Soudan: les réfugiés tigréens disent être victimes d'expropriation par des milices
Fuyant les combats dans la province
éthiopienne du Tigré, des milliers de réfugiés - 38 000 selon
l'UNHCR - continuent d’affluer au Soudan. En parallèle de l’offensive
menée par les troupes de l’armée régulière, ils racontent avoir été victimes
des Amharas, l’ethnie voisine des Tigréens. Des milices et des groupes armés
voulaient s’approprier leurs terres.
Dans le camp de Hashaba, il suffit d’un
coup d’œil pour voir que beaucoup de réfugiés sont des paysans. De nombreux tracteurs
sont stationnés à côté des abris de fortune. « J’ai pris la fuite
sur mon tracteur car j’ai vu des gens dans le village se faire massacrer, des
jeunes égorgées, des femmes violées, raconte Mekonen Tigabo, qui possédait
quatre hectares de sorgho à Mai-Kadra. Les Fannos ont fait cela ».

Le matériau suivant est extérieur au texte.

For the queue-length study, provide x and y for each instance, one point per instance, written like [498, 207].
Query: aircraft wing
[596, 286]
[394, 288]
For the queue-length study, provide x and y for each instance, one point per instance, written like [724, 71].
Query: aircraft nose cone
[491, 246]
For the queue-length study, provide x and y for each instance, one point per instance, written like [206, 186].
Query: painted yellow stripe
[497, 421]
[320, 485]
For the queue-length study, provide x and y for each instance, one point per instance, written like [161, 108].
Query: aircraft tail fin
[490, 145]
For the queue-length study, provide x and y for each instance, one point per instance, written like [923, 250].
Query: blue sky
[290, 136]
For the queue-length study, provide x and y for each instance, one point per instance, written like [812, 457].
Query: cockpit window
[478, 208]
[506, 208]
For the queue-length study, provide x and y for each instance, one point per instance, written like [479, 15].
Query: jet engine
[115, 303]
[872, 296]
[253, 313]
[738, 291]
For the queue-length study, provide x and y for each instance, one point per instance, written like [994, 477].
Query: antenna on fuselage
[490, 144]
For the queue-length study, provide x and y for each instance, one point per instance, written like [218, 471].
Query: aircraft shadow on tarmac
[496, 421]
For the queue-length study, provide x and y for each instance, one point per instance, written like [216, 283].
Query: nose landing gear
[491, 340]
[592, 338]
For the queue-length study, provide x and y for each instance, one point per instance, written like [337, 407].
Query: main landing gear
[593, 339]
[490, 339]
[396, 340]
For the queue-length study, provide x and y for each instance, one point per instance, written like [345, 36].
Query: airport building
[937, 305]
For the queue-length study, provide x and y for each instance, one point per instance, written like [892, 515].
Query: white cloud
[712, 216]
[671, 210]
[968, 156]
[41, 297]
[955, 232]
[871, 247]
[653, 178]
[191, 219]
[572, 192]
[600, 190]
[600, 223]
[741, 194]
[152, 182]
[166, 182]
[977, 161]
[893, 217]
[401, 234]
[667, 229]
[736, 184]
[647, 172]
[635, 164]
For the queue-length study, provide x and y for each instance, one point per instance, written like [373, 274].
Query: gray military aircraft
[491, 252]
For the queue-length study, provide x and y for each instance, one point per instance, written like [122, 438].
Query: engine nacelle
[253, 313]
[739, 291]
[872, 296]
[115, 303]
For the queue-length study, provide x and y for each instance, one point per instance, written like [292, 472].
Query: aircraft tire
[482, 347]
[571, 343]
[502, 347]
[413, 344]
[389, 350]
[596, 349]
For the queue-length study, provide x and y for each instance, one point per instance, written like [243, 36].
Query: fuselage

Les Fannos en Éthiopie sont historiquement
des paysans qui prennent les armes. Aujourd’hui, « Fanno » désigne
aussi des groupes de jeunes Amharas nationalistes. Pour Mekonen, ils étaient
devenus de plus en plus menaçants. « Ces gangs d’Amharas disent que
toutes les terres qui s’étendent jusqu’à la rivière Tekezé sont à eux,
explique-t-il. Ils disent cela depuis longtemps. Mais cela s’est
intensifié depuis qu’Abiy Ahmed a été élu. Il les a poussés à revendiquer ces
territoires. Il n’y avait aucun conflit entre nous avant ».
Nettoyage ethnique
Un peu plus loin, un autre fermier,
Gebregziabher Gebremichael, raconte avoir lui aussi abandonné ses
récoltes. « Pour cette saison, on avait fini de récolter le
sésame, il ne restait plus que le sorgho, explique-t-il. Mais on
n’a pas eu le temps, ils vont tout prendre. Les Fannos ont déclaré la guerre
aux Tigréens pour les terres. Être Tigréen est devenu un crime à leurs yeux.
Leur but est de nettoyer cette région de tous les Tigréens ».
La région qui borde la rivière Tekezé
est connue pour ses terres fertiles. Aujourd’hui, le contrôle de cette terre
est devenue une pomme de discorde entre Tigréens et Amharas. Les
combats se poursuivent en Éthiopie, dans la région du Tigré. Les troupes
fédérales ont lancé le siège de la ville de Mekele, capitale de la province du
Tigré et bastion du TPLF (Front de libération du peuple du Tigré). Des tanks
ont été déployés en prévision du bombardement de la ville, a annoncé le
porte-parole de l’armée éthiopienne qui a lancé un ultimatum aux civils leur
demandant de quitter Mekele. De son côté, le TPLF a assuré que ses forces
tenaient bon et avaient commencé à creuser des tranchées.